Calabrò, che è anche direttore della Cardiologia dell’Azienda Sant’Anna e San Sebastiano di Caserta, spiega che «questo processo si muove essenzialmente in due ambiti: uno terapeutico e uno diagnostico-interventistico. In particolare, per quel che concerne le terapie ipocolesterolemizzanti, l’innovazione tecnologica consente oggi nuove possibilità che sono fondamentali per pazienti che hanno un alto rischio cardiovascolare». Resta sempre il “piedistallo” delle statine, sul quale - spiega l’esperto - bisogna «costruire ogni strategia farmacologica per il trattamento dell’ipercolesterolemia». Del resto molti studi clinici controllati, che avevano l’obiettivo di valutare morbilità e mortalità per cause cardiovascolari e mortalità per tutte le cause, hanno documentato il beneficio della terapia ipolipemizzante con statine sia in prevenzione primaria, sia in prevenzione secondaria nei pazienti con coronaropatia conclamata. In associazione alla statina, l’ezetimibe – farmaco che agisce sull’assorbimento intestinale del colesterolo – ha mostrato di ridurre i livelli di colesterolo e di ridurre gli eventi cardiovascolari. Inoltre, vi è la disponibilità di associazioni farmacologiche precostituite di statine ed ezetimibe che hanno un impatto importante sull’aderenza alla terapia.

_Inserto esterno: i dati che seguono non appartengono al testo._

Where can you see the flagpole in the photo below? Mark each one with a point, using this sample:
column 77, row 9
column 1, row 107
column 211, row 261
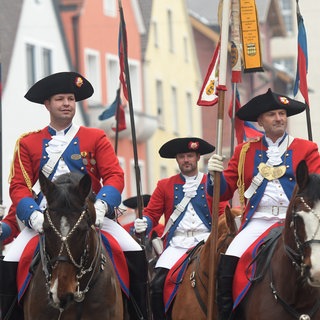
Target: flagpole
column 212, row 307
column 304, row 87
column 2, row 208
column 130, row 103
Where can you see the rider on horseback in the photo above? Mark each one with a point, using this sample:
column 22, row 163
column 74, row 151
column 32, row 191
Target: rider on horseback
column 182, row 200
column 264, row 169
column 59, row 148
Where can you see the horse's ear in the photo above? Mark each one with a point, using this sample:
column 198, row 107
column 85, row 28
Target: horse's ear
column 45, row 184
column 302, row 174
column 85, row 186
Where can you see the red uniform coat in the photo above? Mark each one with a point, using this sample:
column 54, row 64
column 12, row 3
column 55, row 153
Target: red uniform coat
column 298, row 150
column 90, row 151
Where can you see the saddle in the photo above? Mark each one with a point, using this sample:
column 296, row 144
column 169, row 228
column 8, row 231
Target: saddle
column 176, row 275
column 254, row 263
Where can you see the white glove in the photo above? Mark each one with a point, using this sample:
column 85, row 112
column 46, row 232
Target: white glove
column 36, row 221
column 215, row 163
column 101, row 210
column 140, row 225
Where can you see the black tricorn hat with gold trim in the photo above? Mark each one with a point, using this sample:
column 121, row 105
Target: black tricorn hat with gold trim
column 267, row 102
column 183, row 145
column 61, row 82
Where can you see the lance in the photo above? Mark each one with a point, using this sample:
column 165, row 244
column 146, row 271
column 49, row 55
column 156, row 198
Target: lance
column 212, row 308
column 133, row 133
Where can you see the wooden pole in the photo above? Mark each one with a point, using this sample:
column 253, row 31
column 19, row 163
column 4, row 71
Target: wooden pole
column 212, row 307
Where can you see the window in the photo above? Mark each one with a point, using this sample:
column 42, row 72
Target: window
column 174, row 109
column 170, row 31
column 31, row 65
column 189, row 113
column 155, row 34
column 133, row 180
column 160, row 109
column 285, row 64
column 47, row 61
column 92, row 66
column 287, row 13
column 38, row 62
column 109, row 8
column 185, row 48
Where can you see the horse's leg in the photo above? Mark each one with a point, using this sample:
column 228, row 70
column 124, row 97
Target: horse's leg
column 225, row 274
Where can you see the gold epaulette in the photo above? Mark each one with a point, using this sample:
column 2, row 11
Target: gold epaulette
column 16, row 152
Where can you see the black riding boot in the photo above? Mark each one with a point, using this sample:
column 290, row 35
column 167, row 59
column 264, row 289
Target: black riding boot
column 138, row 272
column 8, row 291
column 156, row 287
column 225, row 273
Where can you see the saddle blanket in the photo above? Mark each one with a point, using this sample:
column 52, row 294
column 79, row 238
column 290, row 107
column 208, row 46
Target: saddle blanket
column 112, row 247
column 246, row 269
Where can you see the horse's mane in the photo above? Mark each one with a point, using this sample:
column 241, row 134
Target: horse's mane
column 66, row 192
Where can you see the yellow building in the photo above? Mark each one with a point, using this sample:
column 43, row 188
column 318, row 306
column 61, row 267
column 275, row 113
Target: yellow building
column 172, row 81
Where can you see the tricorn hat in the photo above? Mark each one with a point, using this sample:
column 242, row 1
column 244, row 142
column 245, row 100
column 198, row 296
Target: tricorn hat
column 183, row 145
column 267, row 102
column 133, row 201
column 61, row 82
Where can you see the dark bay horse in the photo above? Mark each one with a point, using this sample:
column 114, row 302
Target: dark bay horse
column 76, row 278
column 290, row 287
column 191, row 299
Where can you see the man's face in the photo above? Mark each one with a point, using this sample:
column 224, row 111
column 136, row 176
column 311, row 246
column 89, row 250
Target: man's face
column 274, row 123
column 188, row 163
column 62, row 107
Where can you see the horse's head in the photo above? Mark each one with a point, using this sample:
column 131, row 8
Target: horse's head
column 68, row 225
column 303, row 219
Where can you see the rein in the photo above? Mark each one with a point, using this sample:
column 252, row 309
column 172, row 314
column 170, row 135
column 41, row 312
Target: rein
column 79, row 295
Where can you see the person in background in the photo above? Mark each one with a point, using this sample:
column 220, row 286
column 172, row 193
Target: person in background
column 265, row 171
column 59, row 148
column 182, row 199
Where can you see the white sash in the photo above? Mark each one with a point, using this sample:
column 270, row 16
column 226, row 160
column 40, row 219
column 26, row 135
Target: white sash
column 54, row 158
column 257, row 179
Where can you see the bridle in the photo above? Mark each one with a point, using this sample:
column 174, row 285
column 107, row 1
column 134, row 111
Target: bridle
column 83, row 268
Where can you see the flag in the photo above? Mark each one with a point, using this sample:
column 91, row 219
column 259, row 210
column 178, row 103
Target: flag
column 302, row 61
column 122, row 42
column 111, row 110
column 208, row 93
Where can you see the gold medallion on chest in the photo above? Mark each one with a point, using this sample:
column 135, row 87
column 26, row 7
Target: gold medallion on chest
column 271, row 173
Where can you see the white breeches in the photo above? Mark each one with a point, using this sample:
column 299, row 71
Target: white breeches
column 255, row 228
column 126, row 242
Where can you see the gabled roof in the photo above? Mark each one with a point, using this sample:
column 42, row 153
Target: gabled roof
column 9, row 20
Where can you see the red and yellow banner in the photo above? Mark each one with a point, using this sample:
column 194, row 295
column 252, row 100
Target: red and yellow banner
column 250, row 36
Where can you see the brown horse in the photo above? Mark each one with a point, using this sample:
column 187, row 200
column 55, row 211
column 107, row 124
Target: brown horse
column 290, row 287
column 76, row 278
column 192, row 296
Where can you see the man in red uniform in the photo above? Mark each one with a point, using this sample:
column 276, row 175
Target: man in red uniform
column 181, row 199
column 63, row 147
column 267, row 169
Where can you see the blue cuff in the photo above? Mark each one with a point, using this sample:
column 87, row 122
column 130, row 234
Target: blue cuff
column 111, row 196
column 25, row 208
column 149, row 227
column 6, row 231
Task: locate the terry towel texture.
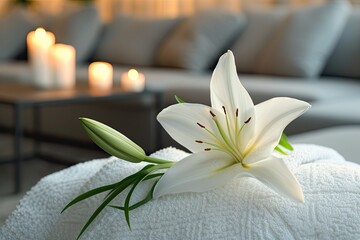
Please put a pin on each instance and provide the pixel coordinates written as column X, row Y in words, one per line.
column 243, row 209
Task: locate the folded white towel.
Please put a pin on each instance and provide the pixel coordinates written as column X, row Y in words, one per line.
column 243, row 209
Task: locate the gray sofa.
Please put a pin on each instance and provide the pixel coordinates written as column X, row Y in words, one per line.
column 310, row 53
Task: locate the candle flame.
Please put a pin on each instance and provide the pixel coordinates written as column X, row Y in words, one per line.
column 40, row 33
column 133, row 74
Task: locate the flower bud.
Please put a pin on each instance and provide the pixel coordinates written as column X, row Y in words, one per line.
column 112, row 142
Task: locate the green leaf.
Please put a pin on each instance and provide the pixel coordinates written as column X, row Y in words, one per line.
column 179, row 100
column 127, row 200
column 89, row 194
column 283, row 143
column 148, row 197
column 277, row 148
column 122, row 186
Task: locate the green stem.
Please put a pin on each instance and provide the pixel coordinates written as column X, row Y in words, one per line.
column 159, row 166
column 156, row 160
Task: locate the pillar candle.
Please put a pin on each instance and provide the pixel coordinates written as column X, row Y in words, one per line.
column 100, row 75
column 39, row 43
column 62, row 58
column 133, row 81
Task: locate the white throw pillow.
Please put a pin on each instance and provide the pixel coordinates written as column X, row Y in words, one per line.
column 304, row 40
column 345, row 59
column 198, row 42
column 132, row 40
column 261, row 25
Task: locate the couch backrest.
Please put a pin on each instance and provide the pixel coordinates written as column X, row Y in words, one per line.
column 345, row 59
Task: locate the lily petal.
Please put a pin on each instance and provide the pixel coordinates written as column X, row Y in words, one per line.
column 272, row 117
column 274, row 173
column 226, row 90
column 181, row 122
column 198, row 173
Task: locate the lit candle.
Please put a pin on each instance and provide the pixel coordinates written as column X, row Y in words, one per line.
column 63, row 64
column 100, row 75
column 39, row 43
column 133, row 81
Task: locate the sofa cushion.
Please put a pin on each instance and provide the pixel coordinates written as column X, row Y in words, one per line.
column 261, row 25
column 13, row 30
column 197, row 43
column 344, row 60
column 77, row 27
column 304, row 40
column 133, row 41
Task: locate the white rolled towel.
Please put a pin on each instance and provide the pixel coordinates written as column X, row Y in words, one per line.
column 243, row 209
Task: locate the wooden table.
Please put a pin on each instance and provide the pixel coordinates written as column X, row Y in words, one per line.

Le conoscenze sui meccanismi fisio-patologici alla base dell’omeostasi del colesterolo nell’organismo sono fondamentali per ottimizzare l’intervento terapeutico delle ipercolesterolemie. Oggi, l’innovazione in questo campo è ben rappresentata dai cosiddetti “anticorpi monoclonali”, farmaci somministrati per via sottocutanea, basati su tecnologie di ultima generazione e molto efficaci nel ridurre il colesterolo Ldl e gli eventi cardiovascolari; o anche le terapie geniche, che inibiscono la produzione di proteine coinvolte nel metabolismo lipidico. Ma, aggiunge Calabrò, «manca ancora qualcosa, nonostante la disponibilità di diverse strategie terapeutiche, non tutti i pazienti raggiungono i valori desiderati»; per completare «il puzzle di una strategia terapeutica perfetta servirà ancora un po' di tempo».

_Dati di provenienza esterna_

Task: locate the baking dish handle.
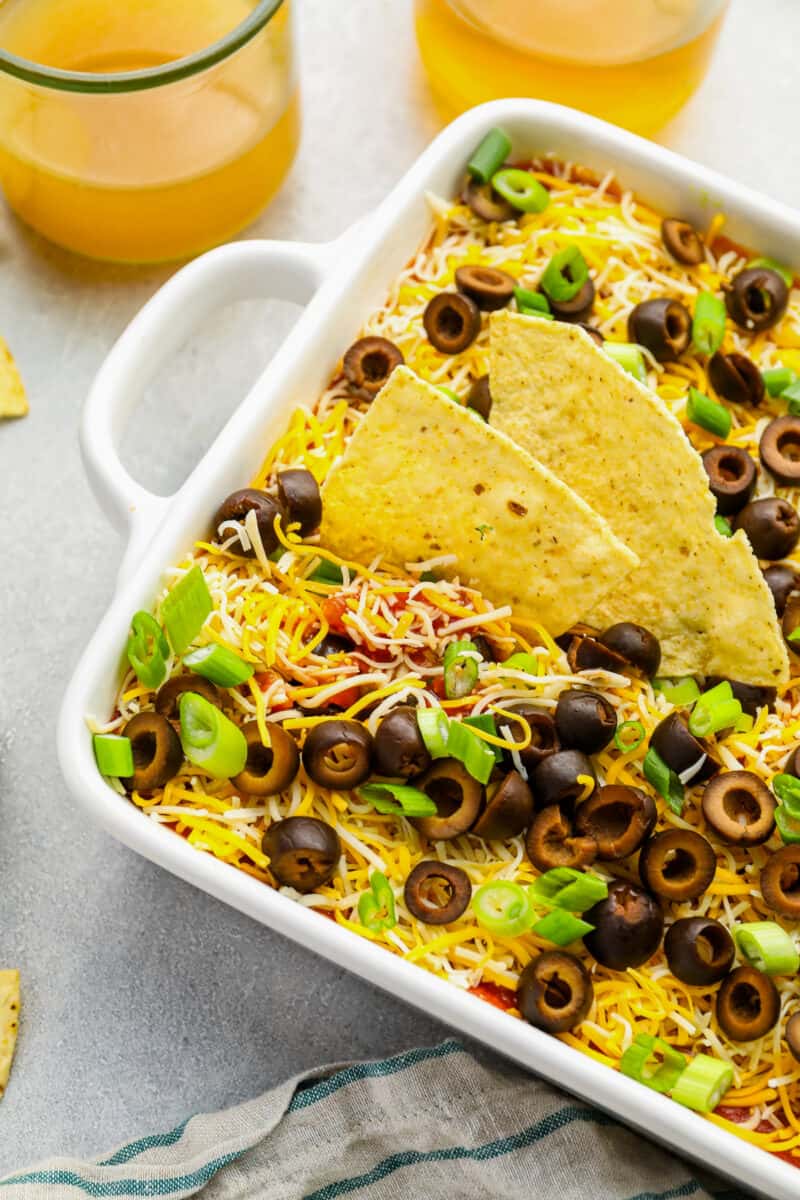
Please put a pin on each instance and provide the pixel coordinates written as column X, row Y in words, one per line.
column 239, row 271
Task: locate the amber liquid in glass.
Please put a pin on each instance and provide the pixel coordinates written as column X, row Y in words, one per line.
column 155, row 174
column 631, row 61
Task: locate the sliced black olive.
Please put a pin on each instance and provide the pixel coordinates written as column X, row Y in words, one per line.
column 169, row 694
column 757, row 298
column 732, row 478
column 771, row 526
column 239, row 504
column 739, row 808
column 780, row 881
column 304, row 852
column 299, row 495
column 678, row 864
column 398, row 749
column 636, row 645
column 747, row 1005
column 457, row 797
column 509, row 809
column 486, row 203
column 437, row 893
column 663, row 327
column 681, row 750
column 479, row 397
column 699, row 951
column 683, row 241
column 552, row 841
column 452, row 322
column 578, row 307
column 629, row 924
column 554, row 991
column 543, row 736
column 337, row 754
column 370, row 361
column 782, row 581
column 555, row 780
column 780, row 450
column 488, row 287
column 157, row 751
column 585, row 720
column 618, row 819
column 268, row 769
column 737, row 378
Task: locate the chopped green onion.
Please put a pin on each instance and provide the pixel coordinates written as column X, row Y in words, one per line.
column 777, row 379
column 566, row 888
column 461, row 669
column 703, row 1084
column 377, row 906
column 521, row 190
column 561, row 928
column 774, row 265
column 209, row 738
column 503, row 909
column 148, row 649
column 564, row 275
column 477, row 756
column 220, row 665
column 531, row 304
column 113, row 755
column 629, row 357
column 398, row 799
column 185, row 609
column 666, row 781
column 434, row 727
column 653, row 1062
column 768, row 947
column 635, row 730
column 708, row 327
column 708, row 413
column 489, row 155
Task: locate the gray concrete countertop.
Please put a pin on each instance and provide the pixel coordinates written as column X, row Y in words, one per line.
column 145, row 1000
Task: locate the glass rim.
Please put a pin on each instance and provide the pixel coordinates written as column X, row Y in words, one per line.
column 149, row 77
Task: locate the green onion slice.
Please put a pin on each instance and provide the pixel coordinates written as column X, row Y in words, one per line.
column 708, row 413
column 220, row 665
column 629, row 736
column 703, row 1084
column 148, row 649
column 708, row 325
column 185, row 609
column 209, row 738
column 768, row 947
column 489, row 155
column 653, row 1062
column 377, row 906
column 398, row 799
column 666, row 781
column 565, row 275
column 434, row 726
column 561, row 928
column 113, row 755
column 503, row 909
column 567, row 888
column 477, row 756
column 630, row 358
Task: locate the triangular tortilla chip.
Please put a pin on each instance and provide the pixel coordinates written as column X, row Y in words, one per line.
column 12, row 390
column 558, row 395
column 423, row 477
column 8, row 1023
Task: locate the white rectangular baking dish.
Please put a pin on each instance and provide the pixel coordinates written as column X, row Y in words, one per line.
column 340, row 283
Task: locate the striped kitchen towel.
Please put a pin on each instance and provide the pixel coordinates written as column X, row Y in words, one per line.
column 438, row 1123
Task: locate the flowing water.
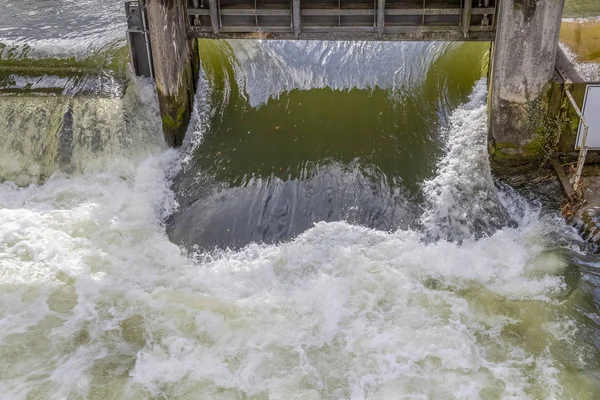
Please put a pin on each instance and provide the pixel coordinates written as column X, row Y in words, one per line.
column 330, row 230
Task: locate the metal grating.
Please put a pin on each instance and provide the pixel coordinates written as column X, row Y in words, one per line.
column 339, row 19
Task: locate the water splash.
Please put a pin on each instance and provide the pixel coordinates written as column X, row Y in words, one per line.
column 463, row 201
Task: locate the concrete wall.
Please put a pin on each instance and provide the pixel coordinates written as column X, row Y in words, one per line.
column 522, row 65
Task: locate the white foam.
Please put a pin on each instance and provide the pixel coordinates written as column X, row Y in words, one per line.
column 96, row 302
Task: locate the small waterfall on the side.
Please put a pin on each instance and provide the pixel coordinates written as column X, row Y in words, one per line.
column 336, row 232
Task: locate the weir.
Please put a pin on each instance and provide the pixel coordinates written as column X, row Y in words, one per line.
column 524, row 36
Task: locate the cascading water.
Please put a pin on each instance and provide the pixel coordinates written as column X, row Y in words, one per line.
column 429, row 281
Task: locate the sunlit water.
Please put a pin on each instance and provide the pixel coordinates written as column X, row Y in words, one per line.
column 430, row 280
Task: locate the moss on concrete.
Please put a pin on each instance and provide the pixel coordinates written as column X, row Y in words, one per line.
column 545, row 122
column 176, row 109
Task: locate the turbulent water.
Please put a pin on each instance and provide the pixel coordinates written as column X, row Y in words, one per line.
column 330, row 230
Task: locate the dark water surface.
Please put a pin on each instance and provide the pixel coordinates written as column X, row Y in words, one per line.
column 268, row 172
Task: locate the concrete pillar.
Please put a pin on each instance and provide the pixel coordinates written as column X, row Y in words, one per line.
column 522, row 66
column 174, row 65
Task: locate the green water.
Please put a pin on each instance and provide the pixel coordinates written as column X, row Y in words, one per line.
column 268, row 171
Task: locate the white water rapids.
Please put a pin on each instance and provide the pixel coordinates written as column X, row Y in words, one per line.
column 97, row 303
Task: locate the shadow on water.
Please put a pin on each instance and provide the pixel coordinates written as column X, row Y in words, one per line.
column 266, row 172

Il riferimento è legato al tempo di immissione in commercio di una nuova molecola che consentirà di raggiungere, sinergicamente alle altre terapie, i valori desiderati dai pazienti in funzione del loro livello di rischio. Si tratta infatti di una molecola che sarà somministrata per via orale, che non agisce a livello epatico, a differenza di altre terapie, col vantaggio di eliminare alcuni degli effetti collaterali più comuni (dolori muscolari) di alcuni farmaci. «La nuova molecola permetterà di ridurre ulteriormente i livelli di colesterolo nei pazienti che non raggiungono il target desiderato, potrà essere anche utilizzata nei pazienti che non tollerano la terapia con statine e sarà una strategia che ci consentirà di colmare il gap tra ciò che noi addetti ai lavori desideriamo per i nostri pazienti e ciò che nella realtà riusciamo ad ottenere».

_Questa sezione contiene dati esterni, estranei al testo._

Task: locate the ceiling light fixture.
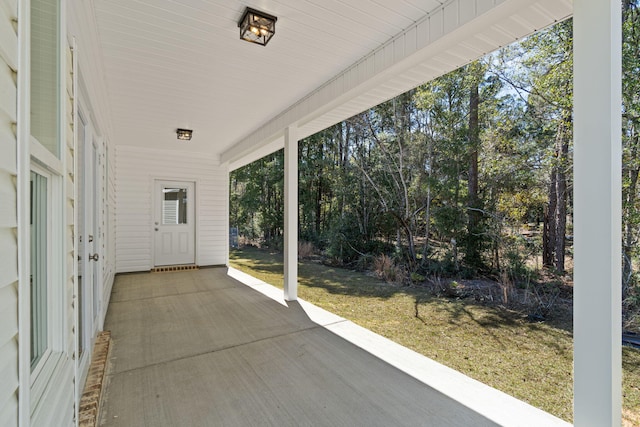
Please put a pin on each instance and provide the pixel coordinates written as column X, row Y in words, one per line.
column 184, row 134
column 257, row 27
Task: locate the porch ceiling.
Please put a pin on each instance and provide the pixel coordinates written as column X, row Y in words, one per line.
column 180, row 63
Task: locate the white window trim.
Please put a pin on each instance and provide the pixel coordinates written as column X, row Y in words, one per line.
column 49, row 167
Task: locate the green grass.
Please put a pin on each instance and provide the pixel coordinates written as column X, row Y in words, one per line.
column 530, row 361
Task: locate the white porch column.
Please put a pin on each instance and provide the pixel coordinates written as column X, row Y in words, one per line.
column 291, row 214
column 598, row 212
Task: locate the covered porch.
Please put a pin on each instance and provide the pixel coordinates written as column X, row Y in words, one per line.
column 217, row 347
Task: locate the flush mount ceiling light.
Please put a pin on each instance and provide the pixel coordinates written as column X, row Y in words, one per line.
column 257, row 27
column 184, row 134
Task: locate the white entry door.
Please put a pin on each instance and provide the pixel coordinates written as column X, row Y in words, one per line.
column 174, row 223
column 89, row 239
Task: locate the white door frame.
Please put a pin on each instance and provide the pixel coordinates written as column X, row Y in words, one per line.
column 193, row 214
column 89, row 217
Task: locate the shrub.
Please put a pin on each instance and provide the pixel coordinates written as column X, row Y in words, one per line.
column 305, row 249
column 385, row 268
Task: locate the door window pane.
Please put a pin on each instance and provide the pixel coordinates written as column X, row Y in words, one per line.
column 174, row 206
column 39, row 244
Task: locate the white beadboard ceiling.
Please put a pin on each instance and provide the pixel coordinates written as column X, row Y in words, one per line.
column 180, row 63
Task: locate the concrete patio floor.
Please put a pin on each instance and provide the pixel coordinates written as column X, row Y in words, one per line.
column 201, row 348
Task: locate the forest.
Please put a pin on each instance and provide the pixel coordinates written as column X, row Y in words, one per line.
column 468, row 176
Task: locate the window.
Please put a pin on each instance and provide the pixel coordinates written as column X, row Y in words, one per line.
column 47, row 220
column 174, row 206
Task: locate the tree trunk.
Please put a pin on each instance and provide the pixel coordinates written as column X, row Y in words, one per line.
column 474, row 216
column 549, row 228
column 562, row 150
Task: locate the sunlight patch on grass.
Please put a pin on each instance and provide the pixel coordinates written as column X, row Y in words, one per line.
column 530, row 361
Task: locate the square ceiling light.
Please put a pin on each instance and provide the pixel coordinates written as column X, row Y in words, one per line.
column 184, row 134
column 257, row 27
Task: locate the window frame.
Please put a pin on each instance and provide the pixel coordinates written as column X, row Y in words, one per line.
column 44, row 163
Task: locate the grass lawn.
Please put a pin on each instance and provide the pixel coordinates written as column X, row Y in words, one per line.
column 531, row 361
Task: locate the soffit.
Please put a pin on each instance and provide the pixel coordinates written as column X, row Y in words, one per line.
column 180, row 63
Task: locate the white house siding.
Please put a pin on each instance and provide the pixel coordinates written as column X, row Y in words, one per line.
column 109, row 227
column 8, row 216
column 136, row 170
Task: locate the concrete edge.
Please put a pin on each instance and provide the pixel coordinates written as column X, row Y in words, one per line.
column 487, row 401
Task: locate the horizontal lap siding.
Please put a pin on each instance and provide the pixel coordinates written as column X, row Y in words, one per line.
column 8, row 216
column 135, row 172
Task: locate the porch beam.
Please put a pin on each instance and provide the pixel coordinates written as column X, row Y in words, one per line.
column 598, row 212
column 291, row 213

Un tasto che resta dolente è invece quello della comunicazione, sia verso l’utenza, sia nel rapporto ospedale-territorio. «È ancora molto difficile far comprendere ai pazienti che avere il colesterolo alto è una malattia, e come tale deve essere diagnosticata rapidamente e trattata con decisione. Soprattutto in pazienti ad alto rischio cardiovascolare si deve agire presto. Abbiamo armi efficaci ma non siamo ancora in grado di far attecchire del tutto il messaggio che vogliamo veicolare. Così come dobbiamo migliorare sotto il profilo del rapporto tra specialisti e strutture del territorio. Capita che, seppur riconosciuta come patologia, questa condizione non venga subito trattata nel migliore dei modi per una difficoltà di accesso alle terapie più innovative. Su questo dobbiamo ancora lavorare, ma il presente ci dice che possiamo essere ottimisti».